Multivariate Regression Colab Badge

A multivariate regression is one where the target (dependent) variable has multiple dimensions instead of the usual 1. For example, predicting a location in 3D space, or a location on a 2D map.

Let’s generate a dataset which has 7 features, and the target variable is 3-dimensional.

# Imports
import numpy as np
import matplotlib.pyplot as plt
import seaborn as sns
import tensorflow as tf
import probflow as pf
np.random.seed(12345)
tf.random.set_seed(12345)
randn = lambda *x: np.random.randn(*x).astype('float32')

# Data with multiple output dimensions
N = 512
Di = 7
Do = 3
x = randn(N, Di)
w = randn(Di, Do)
y = x @ w + 0.3*randn(N, Do)

Homoscedastic Multivariate Regression

The simplest way to do a multivariate regression would be to predict the mean in each dimension, and assume the variance is constant in each dimension (but allow the variance to be different in each of the output dimensions). Then the observation distribution is a MultivariateNormal instead of just a Normal distribution:

class MultivariateRegression(pf.Model):

    def __init__(self, dims):
        self.net = pf.DenseNetwork(dims)
        self.std = pf.ScaleParameter(dims[-1])

    def __call__(self, x):
        loc = self.net(x)
        cov = tf.linalg.diag(self.std())
        return pf.MultivariateNormal(loc, cov)

Then we can create the model and fit it:

model = MultivariateRegression([Di, Do])
model.fit(x, y, epochs=1000)

Now our model’s output/predictions are in multiple dimensions (note that the predictions are in 3 dimensions but we’re only plotting the first 2):

for i in range(5):
    y_pred = model.predictive_sample(x[i:i+1, :])
    sns.kdeplot(y_pred[:, 0, 0], y_pred[:, 0, 1])
    plt.plot(y[i, 0], y[i, 1], 'r*')
    plt.show()
../_images/predictive_0.svg ../_images/predictive_1.svg ../_images/predictive_2.svg ../_images/predictive_3.svg ../_images/predictive_4.svg

Note that the above is simply doing a multivariate linear regression - to use a basic feed-forward neural network instead, one would just add more elements to the dims list (to add hidden layers).

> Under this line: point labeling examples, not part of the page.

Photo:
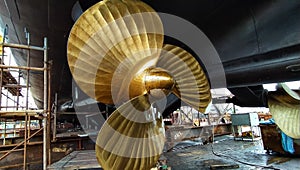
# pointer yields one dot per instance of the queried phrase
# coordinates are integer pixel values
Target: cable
(226, 156)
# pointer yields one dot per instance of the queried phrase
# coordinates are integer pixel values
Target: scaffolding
(12, 111)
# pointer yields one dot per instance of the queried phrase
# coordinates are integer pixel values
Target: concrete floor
(229, 153)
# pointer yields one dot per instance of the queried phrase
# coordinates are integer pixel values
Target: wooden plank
(84, 159)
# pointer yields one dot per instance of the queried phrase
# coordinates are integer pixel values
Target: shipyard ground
(224, 153)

E.g. the following would use a neural network with three hidden layers, the first w/ 128 units, the 2nd with 64 units, and the last w/ 32 units:

model = MultivariateRegression([Di, 128, 64, 32, Do])

Heteroscedastic Multivariate Regression

But, the previous model assumes the variance doesn’t change as a function of the input variables! To allow for that, we can separately model the mean and the variance as a function of the predictors:

class MultivariateRegression(pf.Model):

    def __init__(self, dims):
        self.mean_net = pf.DenseNetwork(dims)
        self.std_net = pf.DenseNetwork(dims)

    def __call__(self, x):
        loc = self.mean_net(x)
        cov = tf.linalg.diag(tf.exp(self.std_net(x)))
        return pf.MultivariateNormal(loc, cov)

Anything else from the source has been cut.